FIG. 1 is an explanatory view showing a reception check method in an embodiment of the present invention, FIG. 2 is an explanatory view showing an industrial local area network system to which the embodiment is applied, and FIG. 3 (a) ( b) is an explanatory view showing a transmission data format, FIG. 4 is an explanatory view showing a transmission check system in the embodiment, and FIG. 5 is an explanatory view showing a conventional check system. 1 ...... _{network, 2 A, 2 B, 2} n ...... stations.

Claims (1)

(57) [Claims] 1. A transmission side transmits transmission data by adding a sequence number of a plurality of digits indicating a sequence of transmission data, and a reception side compares the sequence number added to the received transmission data with a verification sequence.

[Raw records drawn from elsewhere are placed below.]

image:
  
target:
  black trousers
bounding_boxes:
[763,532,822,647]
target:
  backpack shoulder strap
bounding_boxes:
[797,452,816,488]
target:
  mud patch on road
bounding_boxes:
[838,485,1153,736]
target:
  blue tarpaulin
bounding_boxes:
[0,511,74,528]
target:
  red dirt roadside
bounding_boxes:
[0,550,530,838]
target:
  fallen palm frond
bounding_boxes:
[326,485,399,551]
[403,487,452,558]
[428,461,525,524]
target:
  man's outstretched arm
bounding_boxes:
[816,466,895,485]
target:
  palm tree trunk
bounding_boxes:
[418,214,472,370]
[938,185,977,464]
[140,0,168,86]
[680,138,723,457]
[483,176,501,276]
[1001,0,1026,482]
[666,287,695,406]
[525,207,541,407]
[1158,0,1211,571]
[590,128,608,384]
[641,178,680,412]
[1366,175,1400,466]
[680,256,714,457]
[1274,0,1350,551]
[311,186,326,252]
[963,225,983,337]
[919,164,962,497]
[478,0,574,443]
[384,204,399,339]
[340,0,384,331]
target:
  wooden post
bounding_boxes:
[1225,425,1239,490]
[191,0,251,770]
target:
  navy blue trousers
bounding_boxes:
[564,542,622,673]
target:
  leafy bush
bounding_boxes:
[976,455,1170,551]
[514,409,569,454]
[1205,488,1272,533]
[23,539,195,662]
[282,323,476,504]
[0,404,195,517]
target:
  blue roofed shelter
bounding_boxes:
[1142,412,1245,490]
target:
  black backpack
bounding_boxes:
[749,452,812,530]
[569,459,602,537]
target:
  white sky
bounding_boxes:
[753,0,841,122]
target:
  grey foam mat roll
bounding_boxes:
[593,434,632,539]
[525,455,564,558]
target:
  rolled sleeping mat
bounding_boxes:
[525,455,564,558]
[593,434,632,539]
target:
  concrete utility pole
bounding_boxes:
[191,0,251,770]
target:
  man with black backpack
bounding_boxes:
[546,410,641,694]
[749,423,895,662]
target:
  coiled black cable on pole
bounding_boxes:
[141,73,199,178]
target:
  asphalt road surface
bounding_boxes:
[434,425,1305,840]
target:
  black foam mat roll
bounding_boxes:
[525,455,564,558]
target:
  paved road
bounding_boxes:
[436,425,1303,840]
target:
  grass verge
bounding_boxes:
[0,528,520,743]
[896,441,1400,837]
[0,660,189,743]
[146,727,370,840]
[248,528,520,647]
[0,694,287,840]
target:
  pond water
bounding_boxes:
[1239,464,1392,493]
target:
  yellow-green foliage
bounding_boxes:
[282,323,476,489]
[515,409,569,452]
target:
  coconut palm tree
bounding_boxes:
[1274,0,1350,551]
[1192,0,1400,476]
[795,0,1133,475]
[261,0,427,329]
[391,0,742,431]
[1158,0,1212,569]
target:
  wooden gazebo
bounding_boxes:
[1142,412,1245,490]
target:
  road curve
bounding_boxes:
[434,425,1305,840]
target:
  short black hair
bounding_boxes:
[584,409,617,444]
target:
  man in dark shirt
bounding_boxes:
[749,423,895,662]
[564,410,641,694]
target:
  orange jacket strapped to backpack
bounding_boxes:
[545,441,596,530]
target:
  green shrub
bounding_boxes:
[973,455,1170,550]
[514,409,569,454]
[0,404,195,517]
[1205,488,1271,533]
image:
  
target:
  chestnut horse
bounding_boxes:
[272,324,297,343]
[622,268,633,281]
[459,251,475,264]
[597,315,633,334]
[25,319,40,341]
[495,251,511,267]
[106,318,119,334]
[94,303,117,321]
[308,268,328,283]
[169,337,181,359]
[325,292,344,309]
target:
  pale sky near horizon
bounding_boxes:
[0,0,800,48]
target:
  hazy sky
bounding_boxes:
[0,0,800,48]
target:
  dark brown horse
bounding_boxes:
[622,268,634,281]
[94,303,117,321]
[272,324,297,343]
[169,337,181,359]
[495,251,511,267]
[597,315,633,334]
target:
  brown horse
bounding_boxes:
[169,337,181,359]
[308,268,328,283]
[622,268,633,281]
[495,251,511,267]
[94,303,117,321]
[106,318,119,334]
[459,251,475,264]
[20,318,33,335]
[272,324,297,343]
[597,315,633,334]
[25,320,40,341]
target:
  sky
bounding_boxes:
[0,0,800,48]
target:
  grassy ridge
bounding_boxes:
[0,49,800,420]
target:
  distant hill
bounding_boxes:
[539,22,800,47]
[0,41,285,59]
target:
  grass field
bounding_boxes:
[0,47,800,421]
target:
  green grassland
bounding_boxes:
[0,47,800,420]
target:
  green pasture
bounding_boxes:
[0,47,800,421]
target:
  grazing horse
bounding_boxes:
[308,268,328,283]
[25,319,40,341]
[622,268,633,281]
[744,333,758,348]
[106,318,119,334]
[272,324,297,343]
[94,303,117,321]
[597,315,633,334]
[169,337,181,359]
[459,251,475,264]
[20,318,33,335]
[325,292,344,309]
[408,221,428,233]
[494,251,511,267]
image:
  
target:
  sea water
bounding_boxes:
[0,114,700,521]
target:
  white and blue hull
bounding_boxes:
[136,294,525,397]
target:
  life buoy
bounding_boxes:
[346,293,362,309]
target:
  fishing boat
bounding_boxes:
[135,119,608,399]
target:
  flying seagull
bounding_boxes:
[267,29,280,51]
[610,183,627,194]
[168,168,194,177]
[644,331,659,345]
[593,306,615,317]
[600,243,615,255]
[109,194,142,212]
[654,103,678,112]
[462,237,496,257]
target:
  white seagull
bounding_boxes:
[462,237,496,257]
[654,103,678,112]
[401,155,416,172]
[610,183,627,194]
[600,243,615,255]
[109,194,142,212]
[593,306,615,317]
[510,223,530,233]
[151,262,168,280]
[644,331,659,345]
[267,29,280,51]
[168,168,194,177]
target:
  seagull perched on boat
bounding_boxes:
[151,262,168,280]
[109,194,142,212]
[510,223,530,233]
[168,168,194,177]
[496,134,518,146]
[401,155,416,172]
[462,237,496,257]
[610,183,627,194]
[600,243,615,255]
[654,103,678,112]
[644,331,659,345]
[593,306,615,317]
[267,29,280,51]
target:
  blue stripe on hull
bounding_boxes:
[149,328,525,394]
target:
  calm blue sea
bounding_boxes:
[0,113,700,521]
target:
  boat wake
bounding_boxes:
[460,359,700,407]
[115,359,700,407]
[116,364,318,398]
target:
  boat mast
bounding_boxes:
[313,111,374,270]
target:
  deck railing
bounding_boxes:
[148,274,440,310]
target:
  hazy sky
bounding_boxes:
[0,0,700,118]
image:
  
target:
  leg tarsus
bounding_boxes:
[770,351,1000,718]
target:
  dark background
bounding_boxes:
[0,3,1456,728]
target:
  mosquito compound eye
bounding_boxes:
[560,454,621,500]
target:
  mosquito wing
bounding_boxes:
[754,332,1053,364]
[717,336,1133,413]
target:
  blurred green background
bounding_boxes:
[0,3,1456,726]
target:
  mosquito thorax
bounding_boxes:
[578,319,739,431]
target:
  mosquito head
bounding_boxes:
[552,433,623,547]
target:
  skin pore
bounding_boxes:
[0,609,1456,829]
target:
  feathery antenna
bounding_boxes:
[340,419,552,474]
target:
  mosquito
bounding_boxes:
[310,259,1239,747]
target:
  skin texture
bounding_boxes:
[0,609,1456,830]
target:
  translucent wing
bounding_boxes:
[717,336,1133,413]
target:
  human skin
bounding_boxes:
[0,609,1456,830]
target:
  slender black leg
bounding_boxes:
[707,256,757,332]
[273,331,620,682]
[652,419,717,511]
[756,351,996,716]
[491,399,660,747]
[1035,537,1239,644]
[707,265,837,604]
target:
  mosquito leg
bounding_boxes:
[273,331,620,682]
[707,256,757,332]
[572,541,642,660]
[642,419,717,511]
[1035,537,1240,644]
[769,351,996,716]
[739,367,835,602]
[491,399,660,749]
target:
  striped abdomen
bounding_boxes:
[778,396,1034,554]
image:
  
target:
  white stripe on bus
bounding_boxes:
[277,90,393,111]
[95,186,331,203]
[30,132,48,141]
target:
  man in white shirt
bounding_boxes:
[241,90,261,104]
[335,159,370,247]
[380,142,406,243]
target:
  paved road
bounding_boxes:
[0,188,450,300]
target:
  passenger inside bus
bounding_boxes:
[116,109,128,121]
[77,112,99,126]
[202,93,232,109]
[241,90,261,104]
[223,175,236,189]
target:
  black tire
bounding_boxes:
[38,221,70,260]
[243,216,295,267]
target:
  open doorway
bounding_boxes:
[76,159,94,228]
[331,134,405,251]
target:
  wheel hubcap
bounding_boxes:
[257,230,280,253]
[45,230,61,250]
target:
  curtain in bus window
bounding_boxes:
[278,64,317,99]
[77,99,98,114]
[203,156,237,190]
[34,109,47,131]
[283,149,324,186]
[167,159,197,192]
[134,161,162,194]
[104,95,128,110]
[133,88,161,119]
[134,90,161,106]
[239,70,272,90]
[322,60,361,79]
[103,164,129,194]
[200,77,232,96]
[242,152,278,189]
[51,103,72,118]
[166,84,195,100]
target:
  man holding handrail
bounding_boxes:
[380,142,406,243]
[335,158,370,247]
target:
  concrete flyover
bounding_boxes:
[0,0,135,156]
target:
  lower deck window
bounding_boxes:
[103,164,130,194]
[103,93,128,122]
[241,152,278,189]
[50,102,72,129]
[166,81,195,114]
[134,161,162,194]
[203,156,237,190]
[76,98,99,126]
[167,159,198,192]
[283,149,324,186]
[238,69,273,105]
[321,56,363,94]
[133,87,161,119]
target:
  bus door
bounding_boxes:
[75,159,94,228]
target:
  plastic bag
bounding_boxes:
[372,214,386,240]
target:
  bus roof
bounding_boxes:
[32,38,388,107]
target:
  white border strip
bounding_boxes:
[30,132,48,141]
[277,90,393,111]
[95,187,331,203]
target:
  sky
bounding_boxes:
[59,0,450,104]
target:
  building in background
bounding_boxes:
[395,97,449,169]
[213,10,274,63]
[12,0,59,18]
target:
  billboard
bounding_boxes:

In the case of monitoring for proper reception by collating with the number, divide the sequence number into half digits and set one as the current sequence number and the other as the next sequence number. On the transmitting side, the number indicating the sequence of transmission data to be transmitted this time is set as the current sequence number, and the number indicating the sequence of transmission data to be transmitted next time is set as the next sequence number, thereby creating the sequence number,
After the data transmission is completed, the sequence number is updated, and the receiving side uses the collation number to collate the current sequence number of the received transmission data and the next sequence number of the transmission data received this time. A data transmission method characterized by being saved as a verification number.